The upstream base ships as a multimodal `Qwen3_5ForConditionalGeneration`
config but contains zero vision tensors in its safetensors — i.e. it is
already a text-only checkpoint with stub vision metadata. This release
strips the residual `vision_config` / image-token entries so it loads
cleanly via `mlx_lm` without a vision tower.

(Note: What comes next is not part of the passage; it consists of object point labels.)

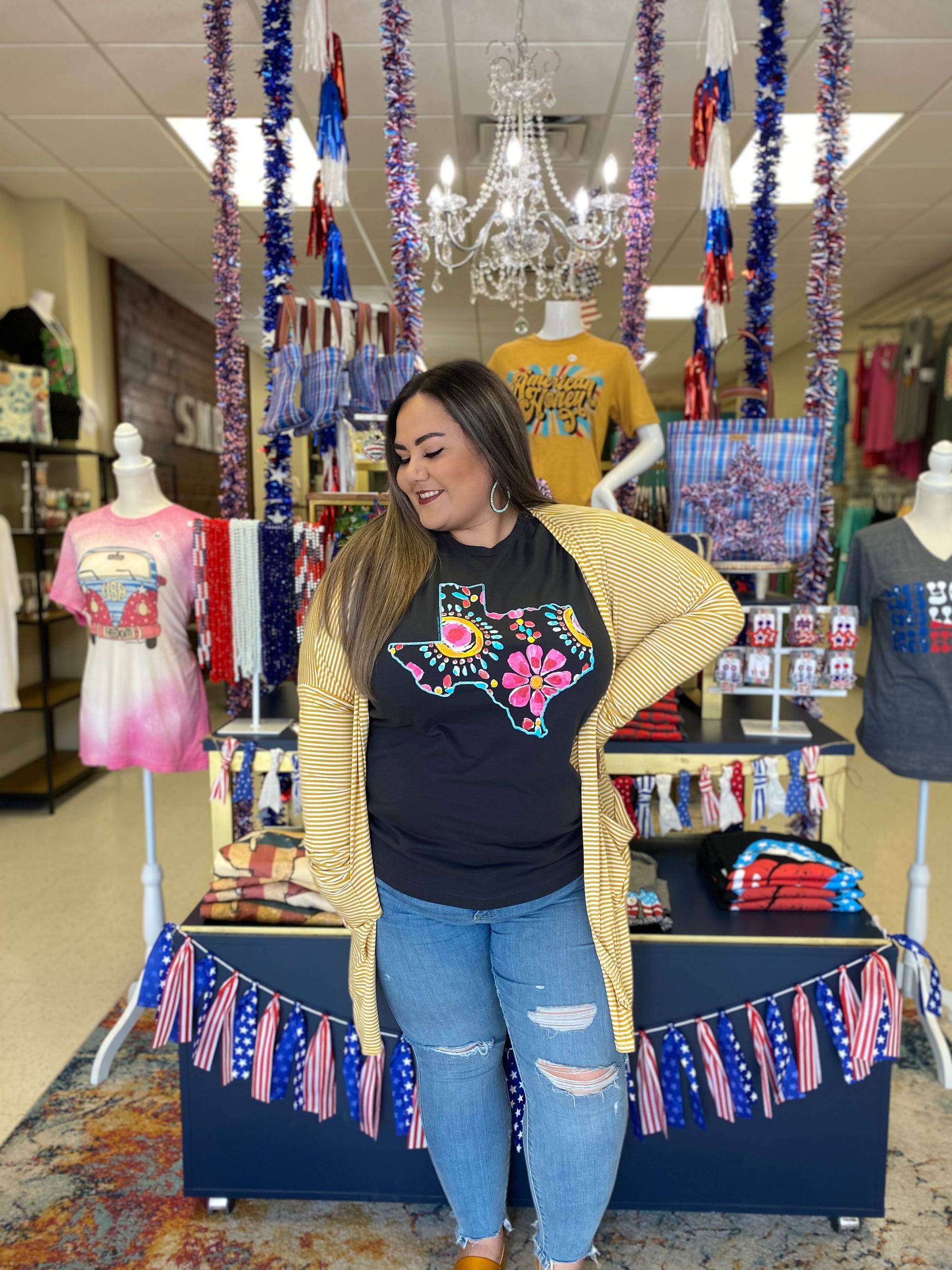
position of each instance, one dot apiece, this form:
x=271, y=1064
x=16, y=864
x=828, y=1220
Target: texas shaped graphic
x=522, y=658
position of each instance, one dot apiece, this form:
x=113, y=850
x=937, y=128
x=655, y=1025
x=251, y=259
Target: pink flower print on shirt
x=536, y=679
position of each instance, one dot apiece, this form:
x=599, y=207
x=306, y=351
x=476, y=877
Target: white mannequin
x=931, y=519
x=563, y=322
x=136, y=482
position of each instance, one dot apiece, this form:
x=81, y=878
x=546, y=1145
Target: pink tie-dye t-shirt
x=132, y=585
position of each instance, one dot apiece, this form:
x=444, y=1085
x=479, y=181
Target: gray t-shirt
x=907, y=722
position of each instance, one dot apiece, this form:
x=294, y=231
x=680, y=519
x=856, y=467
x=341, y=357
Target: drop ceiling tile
x=886, y=75
x=583, y=84
x=545, y=22
x=134, y=22
x=51, y=79
x=40, y=20
x=90, y=141
x=153, y=190
x=52, y=183
x=886, y=186
x=18, y=150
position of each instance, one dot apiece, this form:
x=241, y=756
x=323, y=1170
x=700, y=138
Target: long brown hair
x=371, y=581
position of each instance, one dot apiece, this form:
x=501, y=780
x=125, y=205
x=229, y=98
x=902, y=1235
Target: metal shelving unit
x=44, y=780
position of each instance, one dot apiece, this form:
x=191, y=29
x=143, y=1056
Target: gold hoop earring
x=492, y=494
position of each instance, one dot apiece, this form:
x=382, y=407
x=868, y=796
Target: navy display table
x=821, y=1155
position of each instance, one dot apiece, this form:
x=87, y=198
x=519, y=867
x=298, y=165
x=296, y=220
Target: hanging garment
x=320, y=370
x=132, y=583
x=284, y=414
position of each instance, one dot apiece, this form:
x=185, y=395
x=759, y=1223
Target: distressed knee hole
x=564, y=1018
x=579, y=1081
x=478, y=1047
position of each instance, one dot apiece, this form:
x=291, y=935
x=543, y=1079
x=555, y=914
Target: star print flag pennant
x=715, y=1073
x=783, y=1061
x=633, y=1100
x=650, y=1098
x=735, y=1065
x=517, y=1095
x=243, y=1050
x=178, y=1000
x=294, y=1038
x=764, y=1061
x=352, y=1065
x=832, y=1015
x=219, y=1025
x=676, y=1054
x=806, y=1044
x=319, y=1076
x=403, y=1082
x=370, y=1089
x=157, y=970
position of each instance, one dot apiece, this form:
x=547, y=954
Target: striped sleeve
x=672, y=614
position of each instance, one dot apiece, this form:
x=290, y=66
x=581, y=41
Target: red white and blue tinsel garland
x=643, y=181
x=824, y=282
x=761, y=271
x=227, y=266
x=277, y=56
x=403, y=176
x=863, y=1028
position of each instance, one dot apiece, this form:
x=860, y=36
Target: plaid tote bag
x=701, y=451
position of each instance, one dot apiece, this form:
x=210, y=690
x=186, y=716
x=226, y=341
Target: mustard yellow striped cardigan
x=667, y=614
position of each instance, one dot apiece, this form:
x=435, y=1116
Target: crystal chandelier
x=526, y=250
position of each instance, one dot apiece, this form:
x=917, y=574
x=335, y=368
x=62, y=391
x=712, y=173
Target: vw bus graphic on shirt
x=121, y=595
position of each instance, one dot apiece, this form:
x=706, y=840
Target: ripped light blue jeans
x=457, y=981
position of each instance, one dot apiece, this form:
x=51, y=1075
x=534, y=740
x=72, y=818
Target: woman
x=465, y=661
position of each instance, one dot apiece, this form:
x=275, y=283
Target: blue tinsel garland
x=277, y=55
x=762, y=246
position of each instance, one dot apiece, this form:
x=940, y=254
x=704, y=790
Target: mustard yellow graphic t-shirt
x=570, y=390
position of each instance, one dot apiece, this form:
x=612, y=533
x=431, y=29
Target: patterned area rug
x=92, y=1179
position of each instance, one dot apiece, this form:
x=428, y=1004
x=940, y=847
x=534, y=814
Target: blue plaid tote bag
x=789, y=450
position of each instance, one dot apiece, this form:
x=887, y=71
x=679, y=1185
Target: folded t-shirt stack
x=659, y=722
x=781, y=871
x=649, y=900
x=265, y=878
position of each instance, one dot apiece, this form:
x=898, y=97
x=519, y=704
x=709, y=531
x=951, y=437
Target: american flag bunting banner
x=633, y=1100
x=832, y=1015
x=764, y=1061
x=178, y=997
x=157, y=970
x=517, y=1095
x=716, y=1076
x=815, y=793
x=850, y=1005
x=294, y=1038
x=320, y=1081
x=710, y=807
x=735, y=1065
x=806, y=1043
x=215, y=1029
x=676, y=1054
x=243, y=1050
x=783, y=1061
x=370, y=1089
x=649, y=1086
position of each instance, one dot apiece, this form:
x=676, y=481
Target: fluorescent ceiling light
x=249, y=158
x=673, y=304
x=795, y=176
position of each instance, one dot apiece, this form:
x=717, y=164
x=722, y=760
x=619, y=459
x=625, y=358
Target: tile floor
x=70, y=928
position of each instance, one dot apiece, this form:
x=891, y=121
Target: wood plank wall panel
x=164, y=350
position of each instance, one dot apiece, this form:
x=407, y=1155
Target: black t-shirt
x=476, y=701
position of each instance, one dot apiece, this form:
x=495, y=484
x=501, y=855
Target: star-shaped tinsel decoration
x=744, y=511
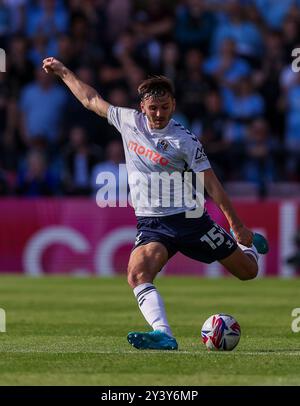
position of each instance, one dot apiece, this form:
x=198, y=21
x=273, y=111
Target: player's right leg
x=241, y=265
x=144, y=264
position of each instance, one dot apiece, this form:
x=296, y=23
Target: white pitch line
x=149, y=352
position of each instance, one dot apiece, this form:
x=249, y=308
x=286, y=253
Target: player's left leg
x=240, y=264
x=144, y=264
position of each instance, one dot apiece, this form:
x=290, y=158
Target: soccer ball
x=221, y=332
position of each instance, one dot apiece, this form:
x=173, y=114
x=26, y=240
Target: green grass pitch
x=72, y=331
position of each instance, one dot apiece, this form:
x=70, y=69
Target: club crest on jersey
x=162, y=145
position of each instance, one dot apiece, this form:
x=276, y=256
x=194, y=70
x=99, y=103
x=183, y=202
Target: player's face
x=158, y=110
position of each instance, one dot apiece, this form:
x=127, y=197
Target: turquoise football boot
x=155, y=340
x=259, y=242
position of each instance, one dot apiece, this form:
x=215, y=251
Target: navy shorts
x=200, y=238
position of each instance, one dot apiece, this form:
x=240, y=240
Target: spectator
x=114, y=157
x=259, y=165
x=42, y=106
x=79, y=158
x=194, y=25
x=35, y=179
x=225, y=66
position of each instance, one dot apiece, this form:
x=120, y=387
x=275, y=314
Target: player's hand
x=52, y=65
x=243, y=235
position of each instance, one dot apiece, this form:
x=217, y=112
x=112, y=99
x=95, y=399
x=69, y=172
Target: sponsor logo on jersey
x=162, y=145
x=200, y=154
x=147, y=153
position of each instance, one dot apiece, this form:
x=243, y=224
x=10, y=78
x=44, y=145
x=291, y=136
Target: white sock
x=152, y=307
x=249, y=251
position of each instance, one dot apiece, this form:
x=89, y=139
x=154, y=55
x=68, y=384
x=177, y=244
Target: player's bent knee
x=136, y=276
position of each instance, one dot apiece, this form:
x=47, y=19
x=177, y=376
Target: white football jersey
x=153, y=158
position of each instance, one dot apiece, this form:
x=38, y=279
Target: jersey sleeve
x=120, y=117
x=194, y=155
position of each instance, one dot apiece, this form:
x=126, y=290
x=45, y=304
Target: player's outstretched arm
x=87, y=95
x=219, y=196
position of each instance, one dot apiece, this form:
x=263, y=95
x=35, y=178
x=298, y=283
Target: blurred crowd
x=230, y=62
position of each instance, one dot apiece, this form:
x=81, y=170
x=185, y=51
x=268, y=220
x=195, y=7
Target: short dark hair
x=156, y=86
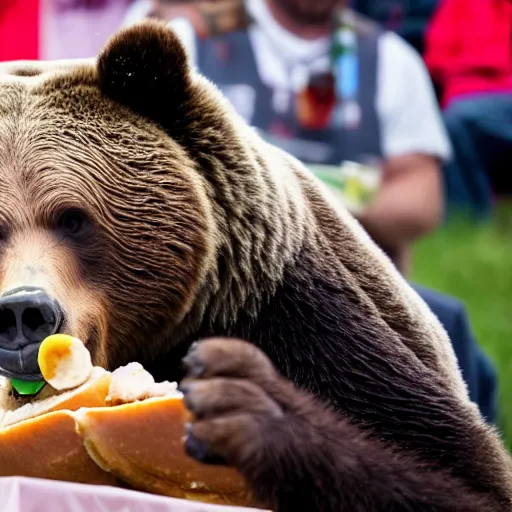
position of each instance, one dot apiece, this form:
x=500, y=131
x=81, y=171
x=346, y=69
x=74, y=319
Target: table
x=19, y=494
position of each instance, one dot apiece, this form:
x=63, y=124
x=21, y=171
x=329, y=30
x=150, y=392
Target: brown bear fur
x=191, y=226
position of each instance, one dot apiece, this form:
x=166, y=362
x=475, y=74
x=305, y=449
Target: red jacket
x=469, y=47
x=19, y=29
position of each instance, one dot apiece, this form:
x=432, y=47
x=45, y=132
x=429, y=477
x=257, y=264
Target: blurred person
x=62, y=29
x=266, y=62
x=281, y=75
x=469, y=55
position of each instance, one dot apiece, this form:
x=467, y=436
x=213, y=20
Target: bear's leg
x=295, y=453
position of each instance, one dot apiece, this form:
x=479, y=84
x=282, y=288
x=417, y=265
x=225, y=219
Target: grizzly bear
x=139, y=213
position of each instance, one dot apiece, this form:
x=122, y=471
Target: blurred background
x=402, y=107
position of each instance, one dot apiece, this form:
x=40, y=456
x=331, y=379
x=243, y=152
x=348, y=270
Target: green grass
x=474, y=263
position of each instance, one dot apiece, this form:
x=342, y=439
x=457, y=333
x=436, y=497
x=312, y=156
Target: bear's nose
x=27, y=316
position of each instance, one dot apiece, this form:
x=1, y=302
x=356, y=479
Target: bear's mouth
x=21, y=363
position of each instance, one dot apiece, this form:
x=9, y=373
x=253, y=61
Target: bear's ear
x=145, y=67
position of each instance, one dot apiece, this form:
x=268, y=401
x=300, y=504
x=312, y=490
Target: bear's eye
x=72, y=222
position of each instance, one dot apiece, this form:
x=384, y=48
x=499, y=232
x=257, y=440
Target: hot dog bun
x=117, y=428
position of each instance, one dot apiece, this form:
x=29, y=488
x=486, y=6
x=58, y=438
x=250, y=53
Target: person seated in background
x=280, y=75
x=269, y=61
x=469, y=55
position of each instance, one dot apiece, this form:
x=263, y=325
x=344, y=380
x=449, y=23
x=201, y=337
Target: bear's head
x=112, y=222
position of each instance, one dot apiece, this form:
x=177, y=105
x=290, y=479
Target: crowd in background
x=412, y=99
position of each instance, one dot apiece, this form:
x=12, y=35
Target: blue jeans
x=480, y=129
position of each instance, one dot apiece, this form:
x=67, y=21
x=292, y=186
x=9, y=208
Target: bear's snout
x=27, y=316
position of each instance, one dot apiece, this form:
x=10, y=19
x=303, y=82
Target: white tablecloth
x=34, y=495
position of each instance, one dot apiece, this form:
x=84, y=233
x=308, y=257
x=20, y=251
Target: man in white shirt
x=291, y=41
x=264, y=67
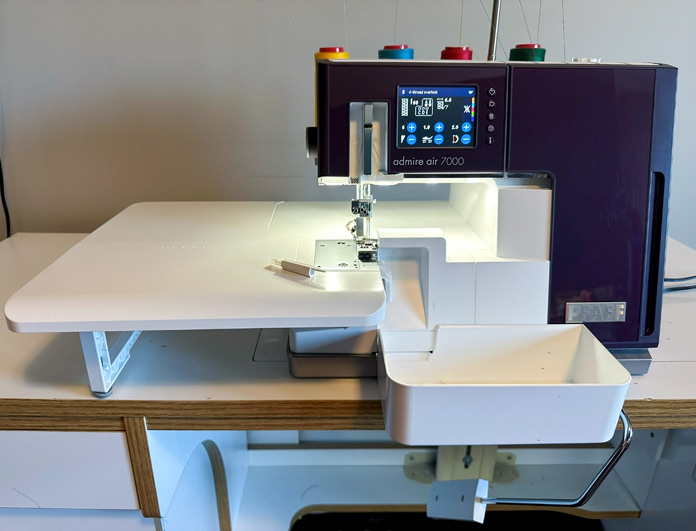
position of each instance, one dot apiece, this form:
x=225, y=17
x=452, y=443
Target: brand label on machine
x=595, y=312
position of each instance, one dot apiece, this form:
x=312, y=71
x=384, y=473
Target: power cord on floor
x=686, y=287
x=4, y=202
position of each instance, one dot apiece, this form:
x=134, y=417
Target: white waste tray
x=523, y=384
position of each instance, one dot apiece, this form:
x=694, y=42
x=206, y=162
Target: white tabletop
x=192, y=266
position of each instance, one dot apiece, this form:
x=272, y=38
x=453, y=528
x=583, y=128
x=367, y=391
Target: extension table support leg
x=102, y=370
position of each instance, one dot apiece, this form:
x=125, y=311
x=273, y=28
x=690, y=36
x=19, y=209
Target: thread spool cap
x=528, y=52
x=462, y=53
x=395, y=51
x=331, y=52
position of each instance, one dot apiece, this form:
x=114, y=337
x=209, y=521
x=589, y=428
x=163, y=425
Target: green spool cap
x=527, y=52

- **Source:** `allenai/tmax-9b`
- **License:** Apache-2.0
- **Variant:** `4bit`
- **Quantized by:** raullenchai
- **Tooling:** `mlx-lm 0.31.3` (the upstream `mlx_vlm 0.3.12` qwen3_5
loader hard-requires vision-tower weights that this base does not ship,
so the text-only `mlx_lm.convert` path is used instead)
- **Chat template:** ships with the source repo (`chat_template.jinja`)
- **Tool format:** `qwen3_xml`-compatible (`<tool_call>{json}</tool_call>`)
## Usage
```python
from mlx_lm import load, generate
model, tokenizer = load("mlx-community/Tmax-9B-MLX-4bit")
print(generate(model, tokenizer, prompt="Hello", max_tokens=32))
```
## Notes
- This is a pure text-generation MLX release. No vision/image inputs.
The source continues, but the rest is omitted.